Ingest Rate in Elasticsearch is Slow

Hi Team,

We had scenario where we want to load 1 billion data to elastic cluster (consists of two node) and this process we are doing through filebeat process. As per Kibana dashboard we are checking it is below 5k/s . We increased harvestor_buffer_size and worker size also but it is not getting helped. Below is by filebeat.yml files.
Note:- We are splitting files into two server and trying to load data with two filebeat instance from two different server.

###################### Filebeat Configuration Example #########################

# This file is an example configuration file highlighting only the most common
# options. The filebeat.reference.yml file from the same directory contains all the
# supported options with more comments. You can use it as a reference.
#
# You can find the full configuration reference here:
# https://www.elastic.co/guide/en/beats/filebeat/index.html

# For more available modules and options, please see the filebeat.reference.yml sample
# configuration file.

# ============================== Filebeat inputs ===============================

filebeat.inputs:

# Each - is an input. Most options can be set at the input level, so
# you can use different inputs for various configurations.
# Below are the input specific configurations.

# filestream is an input for collecting log messages from files.

  # Unique ID among all inputs, an ID is required.

  # Change to true to enable this input configuration.

  # Paths that should be crawled and fetched. Glob based paths.

- type: log
  enabled: true
  paths:
   - /disk2/ss7-edr-generator/result/*.csv # path to your CSV file
  exclude_lines: ['^\"\"']          # header line
  index: elastic
  pipeline: parse_elastic_data
  harvestor_buffer_size: 40960000



  # Exclude lines. A list of regular expressions to match. It drops the lines that are
  # matching any regular expression from the list.
  # Line filtering happens after the parsers pipeline. If you would like to filter lines
  # before parsers, use include_message parser.
  #exclude_lines: ['^DBG']

  # Include lines. A list of regular expressions to match. It exports the lines that are
  # matching any regular expression from the list.
  # Line filtering happens after the parsers pipeline. If you would like to filter lines
  # before parsers, use include_message parser.
  #include_lines: ['^ERR', '^WARN']

  # Exclude files. A list of regular expressions to match. Filebeat drops the files that
  # are matching any regular expression from the list. By default, no files are dropped.
  #prospector.scanner.exclude_files: ['.gz$']

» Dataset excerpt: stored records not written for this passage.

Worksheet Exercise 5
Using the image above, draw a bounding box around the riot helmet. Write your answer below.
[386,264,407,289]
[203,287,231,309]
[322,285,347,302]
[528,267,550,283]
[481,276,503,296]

  # Optional additional fields. These fields can be freely picked
  # to add additional information to the crawled log files for filtering
  #fields:
  #  level: debug
  #  review: 1

# ============================== Filebeat modules ==============================

filebeat.config.modules:
  # Glob pattern for configuration loading
  path: ${path.config}/modules.d/*.yml
  # Set the number of workers
  number_of_workers: 2
  bulk_max_size: 4096

  # Set to true to enable config reloading
  reload.enabled: false

  # Period on which files under path should be checked for changes
  #reload.period: 10s

# ======================= Elasticsearch template setting =======================

setup.template.settings:
  index.number_of_shards: 1
  #index.codec: best_compression
  #_source.enabled: false


# ================================== General ===================================

# The name of the shipper that publishes the network data. It can be used to group
# all the transactions sent by a single shipper in the web interface.
#name:

# The tags of the shipper are included in their own field with each
# transaction published.
#tags: ["service-X", "web-tier"]

# Optional fields that you can specify to add additional information to the
# output.
#fields:
#  env: staging

# ================================= Dashboards =================================
# These settings control loading the sample dashboards to the Kibana index. Loading
# the dashboards is disabled by default and can be enabled either by setting the
# options here or by using the `setup` command.
#setup.dashboards.enabled: false

# The URL from where to download the dashboards archive. By default this URL
# has a value which is computed based on the Beat name and version. For released
# versions, this URL points to the dashboard archive on the artifacts.elastic.co
# website.
#setup.dashboards.url:

# =================================== Kibana ===================================

# Starting with Beats version 6.0.0, the dashboards are loaded via the Kibana API.
# This requires a Kibana endpoint configuration.
setup.kibana:

  # Kibana Host
  # Scheme and port can be left out and will be set to the default (http and 5601)
  # In case you specify and additional path, the scheme is required: http://localhost:5601/path
  # IPv6 addresses should always be defined as: https://[2001:db8::1]:5601
  host: "http://xx.xx.xx.xx:5601"

  # Kibana Space ID
  # ID of the Kibana Space into which the dashboards should be loaded. By default,
  # the Default Space will be used.
  #space.id:

# =============================== Elastic Cloud ================================

# These settings simplify using Filebeat with the Elastic Cloud (https://cloud.elastic.co/).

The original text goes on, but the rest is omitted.